Madeline's House SOS
Published 3:20 pm Thursday, April 26, 2012
Nottoway County is unlikely to be able to continue housing Madeline's House on property it owns at Fort Pickett. Even if the site weren't sold to the federal government for the proposed U.S. State Department Foreign Affairs Training Center (FASTC), according to County Administrator Ronald E. Roark, explosives used in the training would make being a close neighbor incompatible for those seeking shelter from domestic violence and sexual abuse.
Clearly, Nottoway County has done an outstanding job, mostly on its own, of providing Madeline's House with a home for more than a decade. Rent-free.
Just as clearly, it seems the time has come for the 11 other localities served so well by Madeline's House to step up to the plate and help find a new home for the life-saving shelter.

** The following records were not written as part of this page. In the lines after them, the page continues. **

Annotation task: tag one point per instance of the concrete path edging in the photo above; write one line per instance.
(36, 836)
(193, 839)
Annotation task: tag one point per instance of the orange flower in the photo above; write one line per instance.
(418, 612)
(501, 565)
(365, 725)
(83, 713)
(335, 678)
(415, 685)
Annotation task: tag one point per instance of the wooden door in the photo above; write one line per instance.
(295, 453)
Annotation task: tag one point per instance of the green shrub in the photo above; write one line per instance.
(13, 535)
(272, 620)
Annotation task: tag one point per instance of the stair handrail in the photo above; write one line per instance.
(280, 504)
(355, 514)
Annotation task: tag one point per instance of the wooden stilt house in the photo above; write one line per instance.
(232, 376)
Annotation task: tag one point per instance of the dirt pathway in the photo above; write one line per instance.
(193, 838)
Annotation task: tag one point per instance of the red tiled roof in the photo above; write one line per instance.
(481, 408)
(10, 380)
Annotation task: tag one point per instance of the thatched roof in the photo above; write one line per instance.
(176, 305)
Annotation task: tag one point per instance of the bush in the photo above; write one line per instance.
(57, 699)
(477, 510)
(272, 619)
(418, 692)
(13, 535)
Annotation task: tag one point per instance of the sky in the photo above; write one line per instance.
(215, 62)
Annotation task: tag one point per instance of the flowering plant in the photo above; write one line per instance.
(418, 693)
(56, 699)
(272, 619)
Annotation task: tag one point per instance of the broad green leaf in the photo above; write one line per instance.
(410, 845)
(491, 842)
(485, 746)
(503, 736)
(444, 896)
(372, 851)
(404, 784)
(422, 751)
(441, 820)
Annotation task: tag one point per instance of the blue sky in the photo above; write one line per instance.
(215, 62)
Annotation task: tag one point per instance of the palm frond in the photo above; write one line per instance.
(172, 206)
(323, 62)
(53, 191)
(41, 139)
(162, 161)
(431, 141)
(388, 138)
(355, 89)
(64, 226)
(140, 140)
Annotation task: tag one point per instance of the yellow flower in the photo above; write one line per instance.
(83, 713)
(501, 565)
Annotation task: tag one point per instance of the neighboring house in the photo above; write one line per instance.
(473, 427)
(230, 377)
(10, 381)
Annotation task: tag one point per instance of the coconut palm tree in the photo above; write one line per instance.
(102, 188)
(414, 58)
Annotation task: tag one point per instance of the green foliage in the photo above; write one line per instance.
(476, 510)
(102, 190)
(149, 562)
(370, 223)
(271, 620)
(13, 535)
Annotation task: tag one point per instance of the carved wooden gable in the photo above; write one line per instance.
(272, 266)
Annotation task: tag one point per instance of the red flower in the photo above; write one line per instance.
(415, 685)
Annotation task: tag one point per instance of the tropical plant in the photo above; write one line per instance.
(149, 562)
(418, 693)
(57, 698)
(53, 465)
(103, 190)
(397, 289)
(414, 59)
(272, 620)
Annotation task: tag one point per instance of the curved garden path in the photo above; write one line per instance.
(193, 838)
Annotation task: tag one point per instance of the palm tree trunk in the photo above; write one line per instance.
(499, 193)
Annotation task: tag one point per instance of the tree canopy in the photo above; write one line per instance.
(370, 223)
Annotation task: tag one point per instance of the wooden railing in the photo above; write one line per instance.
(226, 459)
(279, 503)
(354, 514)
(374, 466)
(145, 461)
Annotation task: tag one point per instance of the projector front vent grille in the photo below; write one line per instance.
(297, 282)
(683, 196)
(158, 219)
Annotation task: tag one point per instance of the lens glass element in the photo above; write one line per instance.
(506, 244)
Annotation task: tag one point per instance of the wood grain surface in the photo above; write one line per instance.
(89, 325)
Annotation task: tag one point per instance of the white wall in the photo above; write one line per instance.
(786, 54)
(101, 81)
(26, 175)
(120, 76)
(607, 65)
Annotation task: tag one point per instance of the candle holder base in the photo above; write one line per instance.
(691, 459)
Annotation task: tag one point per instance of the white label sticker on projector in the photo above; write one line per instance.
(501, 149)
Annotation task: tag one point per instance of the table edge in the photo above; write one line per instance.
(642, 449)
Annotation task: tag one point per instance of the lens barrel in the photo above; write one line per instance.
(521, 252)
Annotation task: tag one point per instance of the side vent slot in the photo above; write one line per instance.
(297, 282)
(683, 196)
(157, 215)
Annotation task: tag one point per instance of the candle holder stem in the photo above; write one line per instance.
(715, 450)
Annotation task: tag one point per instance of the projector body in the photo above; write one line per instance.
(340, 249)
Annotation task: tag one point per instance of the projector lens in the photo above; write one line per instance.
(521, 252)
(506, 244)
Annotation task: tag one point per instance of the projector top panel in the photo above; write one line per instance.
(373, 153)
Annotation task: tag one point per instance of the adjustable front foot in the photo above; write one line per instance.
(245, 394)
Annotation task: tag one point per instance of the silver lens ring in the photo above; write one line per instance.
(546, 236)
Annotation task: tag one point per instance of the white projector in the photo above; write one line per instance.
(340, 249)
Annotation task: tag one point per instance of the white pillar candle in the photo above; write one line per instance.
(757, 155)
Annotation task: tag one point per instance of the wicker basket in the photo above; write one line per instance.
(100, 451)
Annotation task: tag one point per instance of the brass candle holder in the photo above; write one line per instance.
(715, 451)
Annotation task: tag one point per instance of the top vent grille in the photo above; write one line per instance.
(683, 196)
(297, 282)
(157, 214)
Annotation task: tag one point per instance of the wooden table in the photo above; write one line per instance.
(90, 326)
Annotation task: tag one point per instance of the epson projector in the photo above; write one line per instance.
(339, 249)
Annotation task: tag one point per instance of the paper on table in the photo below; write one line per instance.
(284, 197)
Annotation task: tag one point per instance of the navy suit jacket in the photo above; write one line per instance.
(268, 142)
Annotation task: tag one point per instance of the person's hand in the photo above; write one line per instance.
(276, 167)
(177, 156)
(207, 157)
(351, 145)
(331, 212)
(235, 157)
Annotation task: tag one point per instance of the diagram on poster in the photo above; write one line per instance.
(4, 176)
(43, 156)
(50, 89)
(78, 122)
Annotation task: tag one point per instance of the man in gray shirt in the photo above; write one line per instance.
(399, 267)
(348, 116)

The need to maintain the services provided by Madeline's House is without question. Homeland Security does begin at home. But it is not fair to criticize Nottoway County for embracing the possibility of a project that could produce 1,000 jobs for the area and hundreds of millions of dollars in investment. And particularly given the County's support of Madeline's House to date.
The FASTC is not a done deal. There is a hurdle or two yet. But together the 12 counties-which include Buckingham, Cumberland and Prince Edward-should begin working together to find and provide Madeline's House with a new location. It had seemed that the best alternative was for Madeline's House to continue occupying its current location, exempting its 500-foot footprint at the Fort Pickett site from the FASTC project. But if bombs are going to be exploding around it, the emotional and psychological wellbeing of the women and children seeking shelter there will be threatened.
A new home seems to be the only genuine alternative.
Together, the region can and must provide one. In 13 years, 1,093 women and children have found shelter at Madeline's House. In the years to come, we cannot allow numbers such as those to be reduced by fatalities, women and children killed because there was no shelter for them.